Del Gran Sole: Interview with composer Ted Allen
Composers Ted Allen and Jason Carl Rosenberg discuss the creative process for Allen’s Del Gran Sole. The work will be premiered by the San Francisco Choral Artists in their concert series, 21st-Century Baroque, which pairs the chamber choir with the Galax Quartet, a string quartet using Baroque instruments.
Jason Carl Rosenberg: Your piece, Del Gran Sole, sets text by the Italian Renaissance poet Vittoria Colonna. What drew you to this text?
Ted Allen: As I do with most of my choral pieces, I started out at the library. I wanted to work with a Renaissance poet so that the text would match the early music theme of the program. I narrowed my search to women poets so that I might find a voice that was not well known from the standard canon. I knew I wanted to do a fun, lively, major key thing and Colonna's recurring use of light as metaphor for the Holy Spirit was perfect for that concept.This is similar to the way I chose the text for the SFCA collaboration with the Whole Noyse. Because that was also an early music group, I chose a poem by the Oakland poet Lucha Corpi about Marina, a figure in Mexican history whose life was roughly contemporaneous with the historical instruments used in the piece.
JCR: How did Colonna’s repeated use of the “light” metaphor manifest in your musical setting?
TA: Rather than choosing one of Colonna's sonnets, I extracted fourteen lines from various sonnets that mentioned light, flames, torches and so on, to create sort of a meta-sonnet. Del Gran Sole is bright and bouncy, though it turns a bit darker when the text refers to clouds. Of course, the sun features heavily in the piece. I set the word "sole" consistently on a rising minor third.
JCR: The piece features radically different roles for the strings and voices. Can you describe their relationship and your intentions?
TA: The string quartet is an accompaniment, establishing the character, harmonic content and rhythm of each section. Other than one short solo section for the strings that features some early 17th century style violin passage work, the main job of the strings is to create a sequence of harmonic and rhythmic tableau that the choir parts float over independently.

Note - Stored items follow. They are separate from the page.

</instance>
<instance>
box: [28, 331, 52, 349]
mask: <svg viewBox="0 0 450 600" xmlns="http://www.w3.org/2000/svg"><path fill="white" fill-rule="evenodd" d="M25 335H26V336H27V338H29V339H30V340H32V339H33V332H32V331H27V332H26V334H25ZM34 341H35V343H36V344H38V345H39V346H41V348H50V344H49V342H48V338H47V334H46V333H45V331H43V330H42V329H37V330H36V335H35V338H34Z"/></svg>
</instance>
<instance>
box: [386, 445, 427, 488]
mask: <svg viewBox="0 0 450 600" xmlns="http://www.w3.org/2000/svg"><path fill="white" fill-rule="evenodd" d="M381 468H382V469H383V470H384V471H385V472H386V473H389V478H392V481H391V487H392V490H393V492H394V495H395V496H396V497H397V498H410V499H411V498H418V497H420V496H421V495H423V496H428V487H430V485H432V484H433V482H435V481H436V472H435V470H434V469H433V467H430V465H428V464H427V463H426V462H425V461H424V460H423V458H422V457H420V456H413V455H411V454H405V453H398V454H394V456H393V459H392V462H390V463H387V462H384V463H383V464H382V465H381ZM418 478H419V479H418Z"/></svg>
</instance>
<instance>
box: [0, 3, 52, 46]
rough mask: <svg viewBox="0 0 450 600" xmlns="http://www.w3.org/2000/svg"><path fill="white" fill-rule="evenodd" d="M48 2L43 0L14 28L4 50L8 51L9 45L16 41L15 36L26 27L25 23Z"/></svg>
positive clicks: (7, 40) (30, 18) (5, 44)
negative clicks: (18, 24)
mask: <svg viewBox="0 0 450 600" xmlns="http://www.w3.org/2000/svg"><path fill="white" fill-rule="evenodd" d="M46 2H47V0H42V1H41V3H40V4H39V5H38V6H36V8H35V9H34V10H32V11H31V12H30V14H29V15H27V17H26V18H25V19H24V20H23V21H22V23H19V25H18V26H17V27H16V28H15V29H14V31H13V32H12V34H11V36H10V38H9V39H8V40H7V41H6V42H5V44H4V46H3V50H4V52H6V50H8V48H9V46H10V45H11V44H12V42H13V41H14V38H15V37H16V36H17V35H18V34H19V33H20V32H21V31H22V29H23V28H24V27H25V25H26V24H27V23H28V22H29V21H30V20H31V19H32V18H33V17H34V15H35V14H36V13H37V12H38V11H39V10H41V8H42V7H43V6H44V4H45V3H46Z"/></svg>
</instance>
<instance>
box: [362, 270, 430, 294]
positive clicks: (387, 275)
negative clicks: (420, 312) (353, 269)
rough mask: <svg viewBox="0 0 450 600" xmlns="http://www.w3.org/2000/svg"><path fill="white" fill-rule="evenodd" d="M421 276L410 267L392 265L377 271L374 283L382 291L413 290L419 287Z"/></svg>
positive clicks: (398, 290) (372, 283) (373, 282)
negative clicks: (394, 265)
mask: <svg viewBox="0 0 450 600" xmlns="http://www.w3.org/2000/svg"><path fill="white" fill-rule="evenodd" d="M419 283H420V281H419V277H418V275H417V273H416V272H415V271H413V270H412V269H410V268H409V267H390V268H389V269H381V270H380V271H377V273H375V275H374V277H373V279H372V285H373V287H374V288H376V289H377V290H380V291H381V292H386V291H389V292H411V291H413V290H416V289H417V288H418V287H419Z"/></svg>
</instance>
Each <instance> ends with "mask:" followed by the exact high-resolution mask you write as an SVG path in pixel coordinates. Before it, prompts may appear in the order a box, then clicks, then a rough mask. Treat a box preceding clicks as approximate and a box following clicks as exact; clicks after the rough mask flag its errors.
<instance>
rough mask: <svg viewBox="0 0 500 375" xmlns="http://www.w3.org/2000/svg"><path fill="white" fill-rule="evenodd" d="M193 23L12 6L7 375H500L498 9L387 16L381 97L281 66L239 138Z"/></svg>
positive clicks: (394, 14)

JCR: I’d like to end by asking about the harmony in Del Gran Sole. There seems to be a focus on perfect intervals (especially perfect fourths) or superimposition of perfect intervals. Can you briefly explain your treatment of harmony in this piece?
TA: Perfect intervals have been a stylist staple for me for decades. The perfect intervals come out of folk and popular music, drones, guitar power chords, funk horn arrangements, and so on. In Del Gran Sole in particular, the perfect intervals come out of the string quartet. I use perfect intervals in the string writing to exploit the open strings and get that resonance. That vocabulary carries over into the choir parts. Also, fourths are harmonically ambiguous and flexible: you can mix and match them in many ways.